Many electronic devices that use cryptography are susceptible to side channel attacks. These low-cost, non-invasive methods enable attackers to extract the secret cryptographic keys used during normal device operations by monitoring a device’s timing, power consumption, or electromagnetic emissions. Side channel attacks leave no trace, and can often be performed quickly using consumer-level equipment. Once the secret keys have been extracted, attackers can gain unauthorized access, decrypt or forge messages, steal identities, clone devices, create unauthorized signatures, and perform other unauthorized transactions. DPA Countermeasures are fundamental techniques developed to protect against side channel attacks—safeguarding billions of devices from unauthorized use and access.
- Superior protection against side channel attacks
- Simplified device testing for power analysis vulnerabilities
What are DPA Countermeasures?
Simple Power Analysis (SPA) and Differential Power Analysis (DPA) are powerful, non-invasive side channel attacks that allow adversaries to compromise the security of tamper-resistant devices by analyzing their power consumption. SPA recovers secret keys through direct observation of a device’s power consumption, while DPA attacks employ statistical techniques to extract secret key information from multiple power consumption measurements. DPA can extract secret keys in a noisy environment where the power consumption of the cryptographic computation is a very small fraction of the overall power consumption of a system. DPA Countermeasures were developed to protect tamper-resistant devices against side channel attacks including SPA, DPA and related electromagnetic (EM) attacks.

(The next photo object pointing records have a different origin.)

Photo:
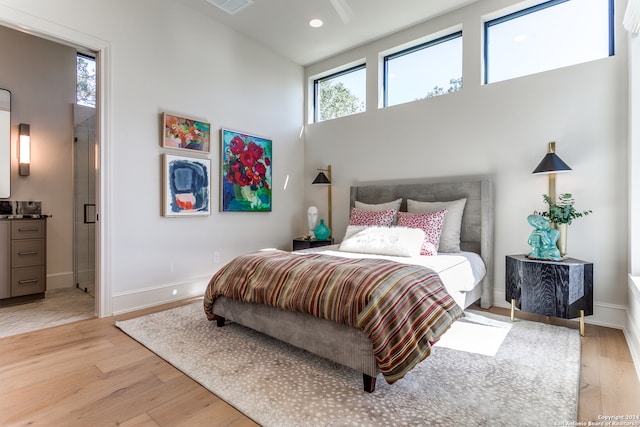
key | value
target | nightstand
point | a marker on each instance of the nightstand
(301, 243)
(553, 288)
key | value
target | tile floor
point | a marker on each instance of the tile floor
(59, 306)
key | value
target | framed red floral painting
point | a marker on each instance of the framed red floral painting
(246, 172)
(185, 133)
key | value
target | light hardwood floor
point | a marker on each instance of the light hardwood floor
(89, 373)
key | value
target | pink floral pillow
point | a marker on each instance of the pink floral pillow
(430, 223)
(369, 218)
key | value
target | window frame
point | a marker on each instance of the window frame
(316, 81)
(533, 9)
(408, 51)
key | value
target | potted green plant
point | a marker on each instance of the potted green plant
(562, 213)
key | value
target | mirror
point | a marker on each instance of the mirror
(5, 143)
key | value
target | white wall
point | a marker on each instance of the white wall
(162, 56)
(632, 330)
(500, 130)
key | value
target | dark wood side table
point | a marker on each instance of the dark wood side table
(553, 288)
(301, 243)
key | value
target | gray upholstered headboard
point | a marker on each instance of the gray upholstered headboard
(476, 234)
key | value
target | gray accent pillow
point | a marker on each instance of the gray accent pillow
(450, 237)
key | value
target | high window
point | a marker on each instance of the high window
(340, 94)
(551, 35)
(423, 71)
(86, 80)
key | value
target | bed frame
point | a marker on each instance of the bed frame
(349, 346)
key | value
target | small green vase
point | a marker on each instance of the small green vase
(322, 232)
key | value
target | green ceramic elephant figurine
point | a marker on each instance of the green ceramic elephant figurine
(543, 239)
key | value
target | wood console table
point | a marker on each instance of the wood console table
(553, 288)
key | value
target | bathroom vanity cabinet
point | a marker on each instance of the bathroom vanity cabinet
(22, 259)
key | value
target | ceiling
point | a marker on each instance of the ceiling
(283, 25)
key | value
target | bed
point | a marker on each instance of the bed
(350, 346)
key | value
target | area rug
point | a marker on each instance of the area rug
(531, 379)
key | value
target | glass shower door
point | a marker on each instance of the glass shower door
(84, 161)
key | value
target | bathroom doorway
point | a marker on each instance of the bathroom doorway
(84, 173)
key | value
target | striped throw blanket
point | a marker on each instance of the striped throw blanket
(401, 308)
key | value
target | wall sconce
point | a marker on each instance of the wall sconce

DPA Countermeasures consist of a broad range of software, hardware, and protocol techniques that protect tamper-resistant devices from side channel attacks in a number of ways including:
- Leak reduction – reducing information leaked into the side channel to decrease signal-to-noise (S/N) ratios
- Amplitude and temporal noise – adding amplitude or temporal noise into the side channel to decrease S/N ratio
- Balanced hardware and software – using hardware and software-based techniques to represent and process data in ways designed to minimize observable data-dependent variations within the side channel
- Incorporating randomness – representing cryptographic intermediates in forms that incorporate unpredictable information to reduce correlation between side channels and the original intermediates
- Protocol-level countermeasures – modifying cryptographic protocols using key update mechanisms to limit the amount of side channel information available to an attacker for any particular key
Device and system manufacturers, and end users benefit from the high-levels of security that are provided at the hardware level to protect against side channel attacks. Devices and industries that benefit from DPA Countermeasures include telecommunications, payments and banking, entertainment, pay television, government and defense, mobile devices, automotive, smart cards, media storage and integrated circuits.